Republican State Senator Claims New State Laws Have Already Increased Fuel Prices


State Sen. Mark Schoesler, R-Ritzville, released a statement on Friday arguing two state environmental laws that took effect on Jan. 1 were already causing a rise in fuel prices. 

According to Schoesler, he was informed by the Washington Independent Energy Distributors Association that gasoline and diesel prices have risen as a result of the state’s newly implemented low-carbon fuel standard and cap-and-invest, which Schoelser refers to as “cap-and-tax,” laws.

Both laws were passed by the Legislature in 2021 but did not take effect until Jan. 1.

Schoesler said data he has seen showed a gasoline price increase of 33.06 cents per gallon due to the cap-and-invest law while the low-carbon fuel standard had increased prices by about 1.54 cents per gallon. The price of diesel also rose by 42.35 cents due to the cap-and-invest law and 1.45 cents due to the low-carbon fuel standard, he claimed.

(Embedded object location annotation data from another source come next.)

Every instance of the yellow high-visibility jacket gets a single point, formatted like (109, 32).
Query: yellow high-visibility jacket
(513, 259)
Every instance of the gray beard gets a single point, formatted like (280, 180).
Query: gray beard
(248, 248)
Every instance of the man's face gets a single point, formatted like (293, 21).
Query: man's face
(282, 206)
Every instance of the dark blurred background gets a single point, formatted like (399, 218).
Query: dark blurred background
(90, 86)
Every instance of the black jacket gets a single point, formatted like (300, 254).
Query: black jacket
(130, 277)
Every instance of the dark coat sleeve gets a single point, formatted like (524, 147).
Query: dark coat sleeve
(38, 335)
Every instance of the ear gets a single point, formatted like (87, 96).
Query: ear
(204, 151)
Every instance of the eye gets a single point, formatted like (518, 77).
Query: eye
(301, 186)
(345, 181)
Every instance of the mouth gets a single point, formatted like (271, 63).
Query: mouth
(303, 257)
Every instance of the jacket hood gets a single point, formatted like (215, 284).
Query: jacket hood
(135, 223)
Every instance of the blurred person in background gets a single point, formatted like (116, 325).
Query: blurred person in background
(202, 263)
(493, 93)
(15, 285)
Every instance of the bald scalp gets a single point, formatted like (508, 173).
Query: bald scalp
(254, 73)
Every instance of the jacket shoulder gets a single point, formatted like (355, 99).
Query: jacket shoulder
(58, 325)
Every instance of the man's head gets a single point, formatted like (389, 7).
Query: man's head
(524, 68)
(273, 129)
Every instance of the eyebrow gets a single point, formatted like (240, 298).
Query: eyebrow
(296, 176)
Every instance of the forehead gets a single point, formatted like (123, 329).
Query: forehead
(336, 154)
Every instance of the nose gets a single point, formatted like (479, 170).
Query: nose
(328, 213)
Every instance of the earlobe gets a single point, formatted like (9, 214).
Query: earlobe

“The wholesale fuel prices that I saw clearly show that ‘cap-and-tax’ and the low-carbon fuel standard are forcing fuel prices to increase at eastern Washington gas stations, and western Washington gas stations likely will see a similar hike. This contradicts claims by the governor and some of his allies that ‘cap-and-tax’ and LCFS will cause fuel prices to go up by only a few cents a gallon,” said Schoesler.

Schoesler also claimed heating-fuel prices have also risen in recent days, adding there was another two months of winter ahead. 

“Ever since these two laws were passed by the Democrats and signed by the governor, I’ve warned that they will force fuel prices to significantly increase. Now that these laws have gone into effect, we’re seeing that they indeed are causing hikes in fuel and heating-oil prices,” Schoesler said. “This will hurt nearly everyone — commuters, parents taking their kids places, truckers and delivery drivers, and those working in agriculture. These increases will act like a gas-tax hike, but with no guaranteed benefits for our roads and highways.”

A spokesman for Gov. Jay Inslee had not responded to The Chronicle’s request for comment as of the newspaper’s deadline.